Mr. Johnson’s photo was called Divine Lotus, a photograph he took of a flower through a chain link fence at a retention pond off Nova Road. The other area winner was Dave Bowers of Palm Coast with his Egret Siblings photo. Their donated photographs will be used in 2019 NWF promotional material, such as greeting cards and calendars.
Mr. Johnson said he has been interested in photography since high school, but did not buy his first camera, a Minolta SRT 101 roll film-type camera, until he was in the U.S. Air Force, stationed in Korea. He later earned a bachelor's degree in design at the University of Florida, but said he took as many photo classes as he could while earning his degree.
He worked as an art director and in graphic design in advertising for many years. But now, retired and 71 years old, he says he can pursue his passion, which is photography. He takes photographs of birds, flowers and Port Orange historical buildings and sites, which is appropriate, since he is a lifetime member of the Port Orange Historical Trust.
“I’m proud to be from a Port Orange pioneer family who came to Florida in 1852 from Onslow County, N.C.,” he said. “I’m fifth generation, but there are many more.”
His great-great grandparents, Edward and Rose McDonald, one of two original pioneer families in Port Orange, made the trip to Florida in a “barefoot cart,” one with no tires on the wheels and pulled by oxen, and set up camp in Daytona Beach on the peninsula.
Their first-born child was Mary Elizabeth McDonald (Mr. Johnson’s great-grandmother), locally known as “The Palmetto Lady,” because she owned and operated the Port Orange Palmetto Hat Factory at Lafayette Street and Dunlawton Avenue.
Like his photographs, Mr. Johnson’s ancestors have left enduring marks on the Port Orange area. Rose Bay was named after one of Mr. Johnson’s ancestors. Cracker Creek, adjacent to the historic Gamble Place (of Proctor and Gamble fame), has become an area environmental gem. Mr. Johnson’s great-aunt and uncle owned part of Cracker Creek, and another of his ancestors, Roland “Rollie” F. Johnson, was caretaker for the James Gamble Estate. (More information on Mr. Johnson’s local history is on his blog, portorangeted.blogspot.com)
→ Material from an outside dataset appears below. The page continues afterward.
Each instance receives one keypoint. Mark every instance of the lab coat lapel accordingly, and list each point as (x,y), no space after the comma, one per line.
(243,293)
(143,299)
Mr. Johnson posts much of his photography online on many sites, including National Geographic Society. He said people frequently send him requests about buying his images. He tells them they can use the image to print out and do something nice for someone, use the image however they want.
He’s retired. He’s doing something he loves to do.
“I tell folks I used to hunt and shoot wildlife with a 12 gauge,” he said. “I still hunt, but now I use a Canon.”